Baltic States








Potential again (2008)




The Baltic states had been part of the Russian Empire before 1918. They were again occupied by the Soviet Union in 1939 after an agreement between Stalin and Hitler (the Molotov-Ribbentrop pact) to carve up eastern Europe between them. For Stalin this was perhaps a delaying tactic while he built up the Soviet Union's armed forces. For Hitler too it was probably a preliminary to deceive Stalin about his real intentions which showed when he invaded the whole area in 1942. They were reconquered by the Soviet Army in 1945.

The Baltic states were then incorporated into the Soviet Union. Stalin announced that it had been "at the request" of the governments of the territories. However all three maintained exiled governments in London and western governments never formally recognized their incorporation. All three have now achieved independence and joined the European Union.

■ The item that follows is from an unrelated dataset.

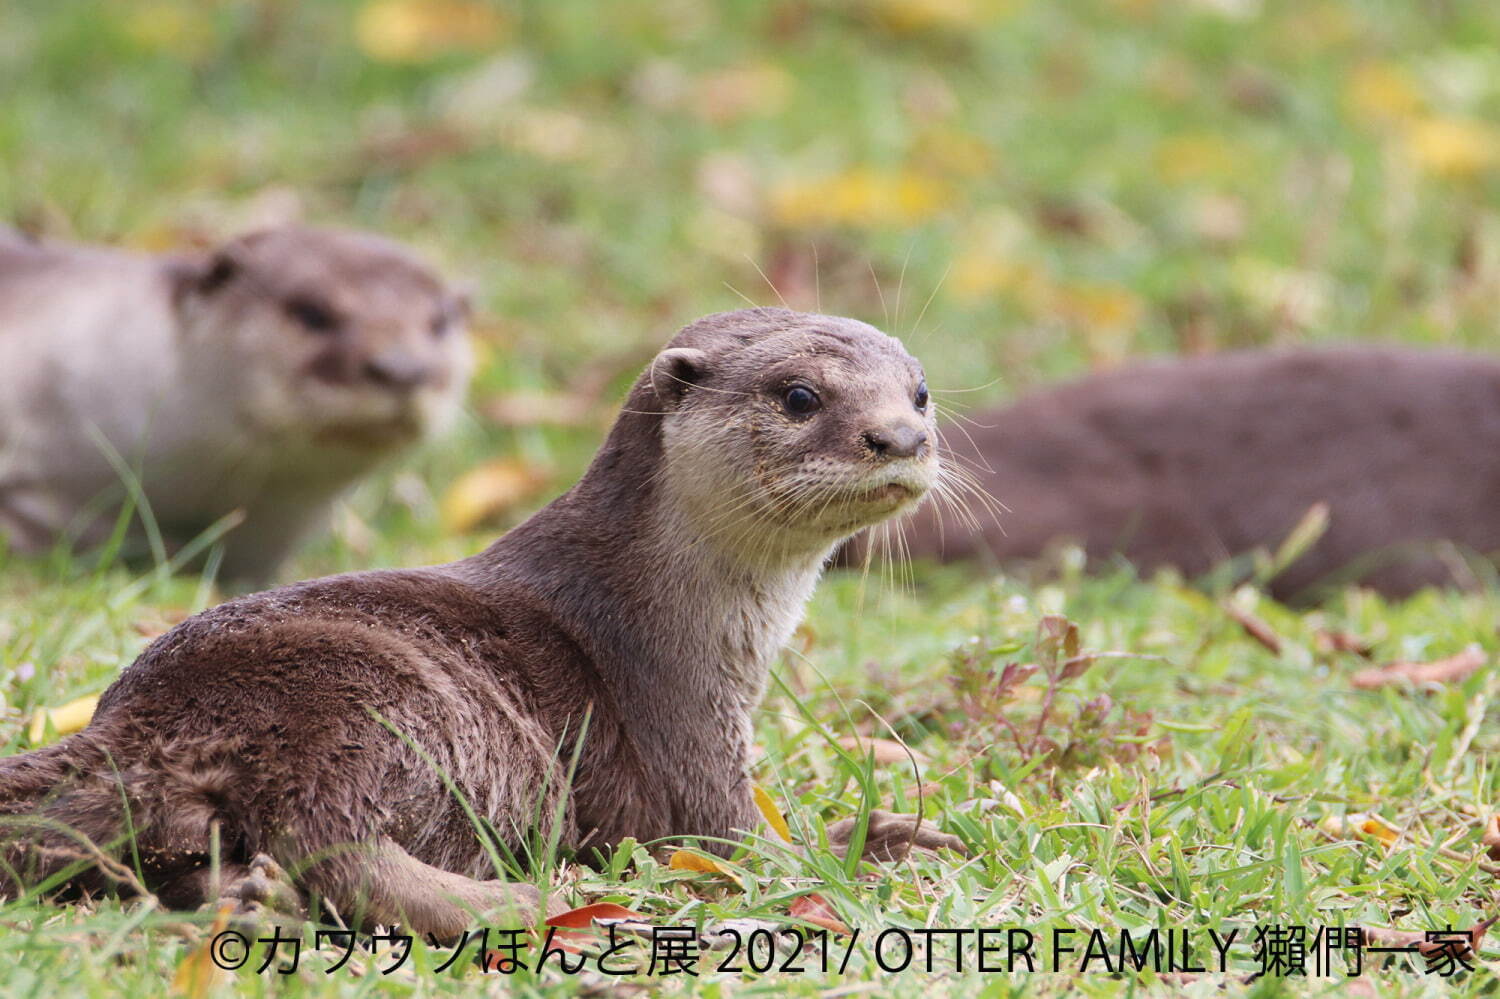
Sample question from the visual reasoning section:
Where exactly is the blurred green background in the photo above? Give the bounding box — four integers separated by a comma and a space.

Even before the coup of 19 August 1991 they had been attacked by troops apparently belonging to the Soviet Ministry of the Interior, but it denied responsibility. There was speculation (since confirmed) that the orders were given not by Gorbachov but by the sort of people who made the coup. Until August 2008 the danger of war seemed to have receded as all three states have been recognized as independent. However, the status of the Russian minorities (and in Lithuania, Polish) may be a cause of dispute in the near future.

If a Nationalist group gained power in Russia the danger of war would increase. The recent weak state of Russia probably meant that conflict here seemed unlikely.

In any case, Russia now pursues its ends by means of its gas supplies.

However, the war in Georgia shows that this period is at an end (August 2008). If Russia pursues the same methods in the Baltic as in the Caucasus, there may be trouble in the future. Potential grievances Russia could exploit are the status of Russian speaking residents in all three states, but especially in Estonia. Many of these have been denied local citizenship. One of Russia's main excuses for the war in Georgia was to "protect" Russian citizens.

How would NATO and the EU respond to an attack on these member states?

The next move was an announcement at the time of the 2008 US presidential election that Russia would station short range nuclear missiles in Kaliningrad. This was seen as a challenge to the new president Barack Obama, and a response to the Bush regime's stationing of anti-missile systems in Poland.